I watch my sister walk into the big cedar-lined closet, and I hear her going into the cabinet and pulling the cork out of the bottle.
“We should get Mom on the phone this morning. Both of us,” I say as Dorothy returns.
“Not unless she puts her hearing aids in. I’m tired of yelling.” She sets the shot of whiskey by my coffee. “You’re never around. In fact you never have been ever since you left for college. So I’ve been on my own with her. And now I’m the one she picks on.”
“I’m very sorry to hear that.”
“The book business not being what it was? Kids don’t want to read what I write, not this day and age.”
“I don’t believe that.”
“I mean let’s face it. I’m not going to be invited to Comic Con.” My sister looks rather crushed.
“Never say never.” I taste the whiskey and it’s warm going down, warmer than the hot coffee but in a different way. “We spend our lives reinventing ourselves, Dorothy. I never knew that until I got a little older and wiser.”
“Well our mother’s decided I’m the failed one. It used to be you because of your divorce and no kids, and then you decided to be a doctor to dead people so you don’t have to worry about losing patients, about them dying on you.”
“I’m sure that’s what mother says.” I reach for my coffee.
“That and getting involved with a married man.”
“Mom has to say we’ve failed because she feels she has,” I reply. “She never had a chance to do any of the things we can, and maybe she questions what her purpose on this earth has been. If so, that’s not a good way to feel when you’re almost eighty years old.”
“Well look.” Dorothy throws back the whiskey as if she needs courage, which she doesn’t. “We’re the only sisters we’ve got, right? So we’re in this together, and mainly I wanted to make sure you’re okay with Pete and me.”
“I don’t really know much about Pete and you,” I reply as I feel indignant inside when I have no right to feel that.
“It’s the real thing, and one favor you could do me is make it sound like I did something helpful at least in catching that monster. What’s her name? Carrie Gretchen.”

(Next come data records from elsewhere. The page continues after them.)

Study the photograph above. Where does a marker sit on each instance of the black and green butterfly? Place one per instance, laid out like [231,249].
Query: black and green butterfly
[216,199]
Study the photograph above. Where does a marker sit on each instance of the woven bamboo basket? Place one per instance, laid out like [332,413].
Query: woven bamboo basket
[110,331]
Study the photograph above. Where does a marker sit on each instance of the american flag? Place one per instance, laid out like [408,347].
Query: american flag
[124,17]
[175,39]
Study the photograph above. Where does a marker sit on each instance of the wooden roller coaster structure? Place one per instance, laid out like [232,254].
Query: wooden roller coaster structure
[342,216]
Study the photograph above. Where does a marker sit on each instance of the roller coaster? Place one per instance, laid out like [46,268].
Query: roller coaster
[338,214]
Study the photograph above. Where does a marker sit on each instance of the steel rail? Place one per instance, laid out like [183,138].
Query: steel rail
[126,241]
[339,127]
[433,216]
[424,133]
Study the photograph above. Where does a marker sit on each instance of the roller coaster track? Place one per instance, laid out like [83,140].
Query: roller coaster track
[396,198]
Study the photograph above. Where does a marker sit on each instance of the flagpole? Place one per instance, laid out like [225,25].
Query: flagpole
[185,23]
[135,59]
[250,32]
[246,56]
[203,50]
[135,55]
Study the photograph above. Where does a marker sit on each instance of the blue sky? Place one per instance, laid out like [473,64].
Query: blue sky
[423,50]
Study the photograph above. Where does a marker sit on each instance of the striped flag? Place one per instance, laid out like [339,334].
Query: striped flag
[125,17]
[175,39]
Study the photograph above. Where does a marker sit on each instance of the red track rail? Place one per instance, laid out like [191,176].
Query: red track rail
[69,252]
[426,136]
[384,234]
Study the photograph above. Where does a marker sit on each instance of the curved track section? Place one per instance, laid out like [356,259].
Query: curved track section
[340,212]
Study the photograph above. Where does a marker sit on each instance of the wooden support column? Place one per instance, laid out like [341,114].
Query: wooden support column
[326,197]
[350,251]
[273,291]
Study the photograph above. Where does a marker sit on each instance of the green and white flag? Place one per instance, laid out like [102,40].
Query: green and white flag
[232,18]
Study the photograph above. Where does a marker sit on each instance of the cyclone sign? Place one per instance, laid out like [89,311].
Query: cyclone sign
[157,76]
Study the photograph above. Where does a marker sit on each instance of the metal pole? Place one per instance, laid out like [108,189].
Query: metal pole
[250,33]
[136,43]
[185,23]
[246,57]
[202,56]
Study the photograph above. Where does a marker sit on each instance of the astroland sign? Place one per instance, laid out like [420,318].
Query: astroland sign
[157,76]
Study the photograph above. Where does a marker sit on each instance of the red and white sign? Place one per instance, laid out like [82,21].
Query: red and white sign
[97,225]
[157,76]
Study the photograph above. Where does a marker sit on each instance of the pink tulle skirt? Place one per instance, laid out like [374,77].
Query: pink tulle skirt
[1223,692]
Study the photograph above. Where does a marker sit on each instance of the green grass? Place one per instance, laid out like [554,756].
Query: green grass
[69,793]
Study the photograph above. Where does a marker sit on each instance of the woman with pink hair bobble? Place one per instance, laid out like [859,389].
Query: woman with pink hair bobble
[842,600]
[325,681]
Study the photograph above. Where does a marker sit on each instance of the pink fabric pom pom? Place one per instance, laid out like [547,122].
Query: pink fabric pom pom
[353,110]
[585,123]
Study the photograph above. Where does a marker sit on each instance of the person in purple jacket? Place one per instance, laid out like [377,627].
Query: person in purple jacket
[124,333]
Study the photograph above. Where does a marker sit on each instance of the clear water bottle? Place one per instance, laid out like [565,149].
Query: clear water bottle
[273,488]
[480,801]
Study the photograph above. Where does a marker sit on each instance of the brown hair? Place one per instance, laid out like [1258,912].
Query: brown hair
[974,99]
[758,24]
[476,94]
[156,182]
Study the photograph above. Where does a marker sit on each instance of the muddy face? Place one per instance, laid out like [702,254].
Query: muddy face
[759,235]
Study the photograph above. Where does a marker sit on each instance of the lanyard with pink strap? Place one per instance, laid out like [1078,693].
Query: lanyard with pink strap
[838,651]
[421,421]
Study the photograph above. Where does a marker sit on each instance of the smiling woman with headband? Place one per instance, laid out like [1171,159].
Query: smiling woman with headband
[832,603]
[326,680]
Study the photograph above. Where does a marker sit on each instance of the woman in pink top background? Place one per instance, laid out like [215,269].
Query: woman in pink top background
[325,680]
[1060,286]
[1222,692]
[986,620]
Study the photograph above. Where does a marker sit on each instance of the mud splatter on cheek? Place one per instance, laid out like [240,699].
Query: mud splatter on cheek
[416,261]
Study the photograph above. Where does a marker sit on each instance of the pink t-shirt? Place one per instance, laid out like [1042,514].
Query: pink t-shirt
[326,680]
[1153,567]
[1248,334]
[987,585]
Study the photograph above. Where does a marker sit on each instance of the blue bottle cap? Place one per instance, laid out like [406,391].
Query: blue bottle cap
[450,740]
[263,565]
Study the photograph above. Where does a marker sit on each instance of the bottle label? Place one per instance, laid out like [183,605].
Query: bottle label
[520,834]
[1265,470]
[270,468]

“Grethen. And you were helpful,” I reply, and it’s true but not the way my sister would have intended.
She was helpful because she single-handedly brought Carrie to my door. It was Dorothy who began answering Facebook postings from someone who claimed to be a childhood friend from our early days in Miami. My sister bought into Carrie’s traps hook, line and sinker, and began a correspondence that supplied more information to Carrie than she already had.
Dorothy happily volunteered nasty nicknames, and that my father had recorded a radio commercial for his small grocery store. Carrie must have gotten her hands on it or maybe Theo Portison did. There’s nothing good to come of my rubbing it in that Dorothy engaged in a long conversation with a perfect stranger on a flight, and then invited this person to my house and almost got all of us killed and Desi abducted. Dorothy is no match for Carrie’s machinations.
But then none of us really are or it wouldn’t have taken this many years and destroyed lives to catch her.